We conducted a sensitivity analysis among men and women free of chronic somatic disease (online supplementary figure 1). The findings are largely similar to those in the original analyses. Another sensitivity analysis was carried out among men and women with low, intermediate and high SEP (online supplementary figures 2 and 3). Given the relatively large CIs, the findings can be considered to a large degree similar in all SEP groups.
jech-2018-210943supp004.pdf (283.7KB, pdf)
Discussion
In this cross-sectional study of a wide range of clinically relevant biomarkers among over 75 000 men and women, current exposure to long working hours was associated with more unfavourable levels in several risk markers among men, in particular in anthropometric risk markers, such as higher BMI, waist circumference and waist:hip ratio, as well as higher glucose and creatinine levels, and poorer scores in lipid parameters. In addition among men, working long hours was associated with higher levels of ALT—an indicator of poorer liver health, and a higher white blood cell count—an indicator of inflammation or infection. Among women, we found associations between long working hours and higher BMI and white blood cell counts. We found no associations between current exposure to long working hours and blood pressure, spirometry, haemoglobin or platelets.

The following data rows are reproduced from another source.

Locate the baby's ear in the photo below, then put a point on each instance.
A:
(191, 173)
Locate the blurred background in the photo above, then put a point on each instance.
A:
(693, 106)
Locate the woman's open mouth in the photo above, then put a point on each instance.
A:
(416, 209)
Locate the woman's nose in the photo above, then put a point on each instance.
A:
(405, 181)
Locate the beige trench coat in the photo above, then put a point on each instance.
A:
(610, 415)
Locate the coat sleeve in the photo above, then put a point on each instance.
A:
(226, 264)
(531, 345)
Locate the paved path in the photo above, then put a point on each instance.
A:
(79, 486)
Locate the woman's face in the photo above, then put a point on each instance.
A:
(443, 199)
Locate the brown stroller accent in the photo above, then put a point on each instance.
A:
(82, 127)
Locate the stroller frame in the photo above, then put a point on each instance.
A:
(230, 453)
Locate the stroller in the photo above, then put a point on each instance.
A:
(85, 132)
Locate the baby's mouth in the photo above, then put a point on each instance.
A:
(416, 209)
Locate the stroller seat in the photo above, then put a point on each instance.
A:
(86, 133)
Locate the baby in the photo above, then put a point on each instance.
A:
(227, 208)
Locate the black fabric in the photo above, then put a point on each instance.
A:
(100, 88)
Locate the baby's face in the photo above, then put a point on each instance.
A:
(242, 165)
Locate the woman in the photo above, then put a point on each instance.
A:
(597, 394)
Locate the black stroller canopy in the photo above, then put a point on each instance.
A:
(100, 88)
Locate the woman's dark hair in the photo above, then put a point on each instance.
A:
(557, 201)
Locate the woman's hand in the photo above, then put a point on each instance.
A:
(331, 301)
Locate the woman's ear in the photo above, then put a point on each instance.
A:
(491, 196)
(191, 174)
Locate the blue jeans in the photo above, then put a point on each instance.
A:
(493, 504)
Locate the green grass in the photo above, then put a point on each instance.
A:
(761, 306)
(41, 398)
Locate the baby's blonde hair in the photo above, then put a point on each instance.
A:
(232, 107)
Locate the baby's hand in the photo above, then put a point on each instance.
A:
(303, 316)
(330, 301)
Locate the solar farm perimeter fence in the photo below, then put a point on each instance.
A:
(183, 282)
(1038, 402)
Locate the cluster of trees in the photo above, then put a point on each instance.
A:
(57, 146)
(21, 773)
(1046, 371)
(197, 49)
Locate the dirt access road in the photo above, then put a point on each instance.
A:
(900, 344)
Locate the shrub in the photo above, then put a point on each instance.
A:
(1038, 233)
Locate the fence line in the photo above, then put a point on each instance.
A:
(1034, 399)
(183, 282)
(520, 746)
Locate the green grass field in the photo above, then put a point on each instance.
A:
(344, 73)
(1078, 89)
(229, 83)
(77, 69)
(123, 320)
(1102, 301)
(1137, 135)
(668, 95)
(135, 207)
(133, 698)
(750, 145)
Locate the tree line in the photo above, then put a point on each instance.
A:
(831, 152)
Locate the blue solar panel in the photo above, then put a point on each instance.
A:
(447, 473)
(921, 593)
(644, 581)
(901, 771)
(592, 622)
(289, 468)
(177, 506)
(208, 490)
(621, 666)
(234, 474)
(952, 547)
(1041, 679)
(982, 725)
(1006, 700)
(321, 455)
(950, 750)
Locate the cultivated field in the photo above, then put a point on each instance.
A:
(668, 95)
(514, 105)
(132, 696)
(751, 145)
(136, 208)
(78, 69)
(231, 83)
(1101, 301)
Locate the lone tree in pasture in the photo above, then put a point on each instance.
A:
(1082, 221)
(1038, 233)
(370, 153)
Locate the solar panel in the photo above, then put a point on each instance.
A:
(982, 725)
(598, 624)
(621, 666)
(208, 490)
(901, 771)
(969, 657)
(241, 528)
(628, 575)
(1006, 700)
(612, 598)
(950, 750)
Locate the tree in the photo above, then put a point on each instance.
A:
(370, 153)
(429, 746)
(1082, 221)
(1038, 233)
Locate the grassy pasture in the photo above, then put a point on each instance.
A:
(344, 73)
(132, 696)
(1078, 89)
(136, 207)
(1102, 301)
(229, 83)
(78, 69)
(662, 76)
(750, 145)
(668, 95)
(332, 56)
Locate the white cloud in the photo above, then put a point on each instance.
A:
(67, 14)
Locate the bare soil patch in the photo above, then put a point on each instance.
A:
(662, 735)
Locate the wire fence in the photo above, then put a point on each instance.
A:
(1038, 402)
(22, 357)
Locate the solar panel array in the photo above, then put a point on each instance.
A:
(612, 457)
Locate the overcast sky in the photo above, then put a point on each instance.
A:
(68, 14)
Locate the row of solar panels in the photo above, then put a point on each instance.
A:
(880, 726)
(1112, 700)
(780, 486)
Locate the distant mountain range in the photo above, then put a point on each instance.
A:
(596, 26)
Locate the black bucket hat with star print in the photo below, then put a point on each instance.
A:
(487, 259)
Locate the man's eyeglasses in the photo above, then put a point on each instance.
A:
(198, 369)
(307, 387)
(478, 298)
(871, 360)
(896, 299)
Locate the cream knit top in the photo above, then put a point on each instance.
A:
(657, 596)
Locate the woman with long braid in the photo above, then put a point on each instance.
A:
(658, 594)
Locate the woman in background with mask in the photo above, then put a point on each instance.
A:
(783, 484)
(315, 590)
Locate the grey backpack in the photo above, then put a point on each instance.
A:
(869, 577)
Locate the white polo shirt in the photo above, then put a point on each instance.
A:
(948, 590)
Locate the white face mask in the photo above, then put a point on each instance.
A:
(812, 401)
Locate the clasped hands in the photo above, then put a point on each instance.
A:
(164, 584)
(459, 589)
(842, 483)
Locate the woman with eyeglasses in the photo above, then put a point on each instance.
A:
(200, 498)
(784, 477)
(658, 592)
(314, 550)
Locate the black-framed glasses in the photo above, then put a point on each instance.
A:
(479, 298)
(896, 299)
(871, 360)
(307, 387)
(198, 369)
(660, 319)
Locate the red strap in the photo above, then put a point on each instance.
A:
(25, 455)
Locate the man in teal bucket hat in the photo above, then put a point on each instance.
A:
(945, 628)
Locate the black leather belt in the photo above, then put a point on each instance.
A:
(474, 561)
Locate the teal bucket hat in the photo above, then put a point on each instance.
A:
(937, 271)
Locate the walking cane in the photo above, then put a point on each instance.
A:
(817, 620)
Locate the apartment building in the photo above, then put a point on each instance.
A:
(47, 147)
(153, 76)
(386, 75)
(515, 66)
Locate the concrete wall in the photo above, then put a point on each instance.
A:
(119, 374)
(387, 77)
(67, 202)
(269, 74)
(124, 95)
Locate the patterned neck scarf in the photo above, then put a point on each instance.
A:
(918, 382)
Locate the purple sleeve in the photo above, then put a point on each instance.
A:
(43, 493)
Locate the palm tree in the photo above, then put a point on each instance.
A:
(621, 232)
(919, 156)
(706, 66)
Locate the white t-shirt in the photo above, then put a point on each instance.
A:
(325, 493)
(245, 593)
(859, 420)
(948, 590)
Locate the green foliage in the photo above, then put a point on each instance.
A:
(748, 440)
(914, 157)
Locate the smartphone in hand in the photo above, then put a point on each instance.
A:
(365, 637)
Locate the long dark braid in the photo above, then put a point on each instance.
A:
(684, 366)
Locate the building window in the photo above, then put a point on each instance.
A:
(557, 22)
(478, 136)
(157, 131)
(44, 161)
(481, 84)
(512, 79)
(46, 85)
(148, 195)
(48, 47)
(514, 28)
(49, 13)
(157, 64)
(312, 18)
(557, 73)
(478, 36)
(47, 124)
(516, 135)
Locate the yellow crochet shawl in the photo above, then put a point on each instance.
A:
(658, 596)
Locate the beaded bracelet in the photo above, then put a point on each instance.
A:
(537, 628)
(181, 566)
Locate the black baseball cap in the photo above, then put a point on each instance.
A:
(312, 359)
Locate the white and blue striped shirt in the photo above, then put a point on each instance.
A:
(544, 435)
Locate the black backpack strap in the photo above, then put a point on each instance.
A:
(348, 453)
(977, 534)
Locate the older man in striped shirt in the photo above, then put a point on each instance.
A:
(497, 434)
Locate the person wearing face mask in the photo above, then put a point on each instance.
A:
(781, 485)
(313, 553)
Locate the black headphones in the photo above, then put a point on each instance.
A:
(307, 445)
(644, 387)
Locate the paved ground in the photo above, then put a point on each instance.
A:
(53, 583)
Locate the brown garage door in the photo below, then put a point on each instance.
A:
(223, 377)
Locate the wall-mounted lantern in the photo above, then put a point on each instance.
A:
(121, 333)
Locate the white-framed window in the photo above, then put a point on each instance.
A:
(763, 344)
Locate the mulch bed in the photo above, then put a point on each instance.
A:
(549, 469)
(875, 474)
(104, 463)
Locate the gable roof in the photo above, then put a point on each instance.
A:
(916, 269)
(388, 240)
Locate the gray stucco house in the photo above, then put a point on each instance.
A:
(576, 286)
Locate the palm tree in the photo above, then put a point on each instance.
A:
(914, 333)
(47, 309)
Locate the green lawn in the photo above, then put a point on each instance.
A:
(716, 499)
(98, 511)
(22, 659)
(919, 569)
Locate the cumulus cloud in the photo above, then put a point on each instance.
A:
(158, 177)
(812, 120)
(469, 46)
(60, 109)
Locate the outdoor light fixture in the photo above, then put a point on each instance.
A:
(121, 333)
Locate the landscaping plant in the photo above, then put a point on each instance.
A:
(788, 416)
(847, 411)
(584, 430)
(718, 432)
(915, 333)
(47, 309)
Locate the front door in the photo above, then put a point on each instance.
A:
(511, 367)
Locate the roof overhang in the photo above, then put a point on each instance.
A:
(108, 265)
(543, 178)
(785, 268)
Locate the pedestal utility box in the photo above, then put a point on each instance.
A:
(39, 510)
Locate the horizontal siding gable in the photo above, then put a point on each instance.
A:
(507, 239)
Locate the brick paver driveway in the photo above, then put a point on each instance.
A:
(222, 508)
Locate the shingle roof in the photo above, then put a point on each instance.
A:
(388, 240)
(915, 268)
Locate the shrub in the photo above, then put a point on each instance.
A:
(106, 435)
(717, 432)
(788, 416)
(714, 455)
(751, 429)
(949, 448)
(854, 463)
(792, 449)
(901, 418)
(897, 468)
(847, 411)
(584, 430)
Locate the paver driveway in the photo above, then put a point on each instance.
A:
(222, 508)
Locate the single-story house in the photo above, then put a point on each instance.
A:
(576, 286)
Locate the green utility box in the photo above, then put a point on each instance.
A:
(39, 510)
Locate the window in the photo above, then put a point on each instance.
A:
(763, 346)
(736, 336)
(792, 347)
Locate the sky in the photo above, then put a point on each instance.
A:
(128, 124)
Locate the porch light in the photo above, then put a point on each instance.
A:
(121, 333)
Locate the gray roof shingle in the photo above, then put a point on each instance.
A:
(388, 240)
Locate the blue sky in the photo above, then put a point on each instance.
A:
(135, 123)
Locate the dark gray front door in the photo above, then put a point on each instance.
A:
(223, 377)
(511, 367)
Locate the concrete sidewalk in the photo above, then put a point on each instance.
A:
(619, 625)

The findings regarding anthropometric markers are in accordance with previous studies on adiposity.8 18–20 However, the Whitehall II study detected no association between long working hours and lipid levels or systemic inflammation.8 In the present study, we observed some indication of a dose–response pattern (a linear trend) for all anthropometric markers, total cholesterol, glucose and gamma GT among men, which may be considered strengthening the evidence of an association between long working hours and these outcomes. However, as the CIs were wide, these findings could be considered suggestive.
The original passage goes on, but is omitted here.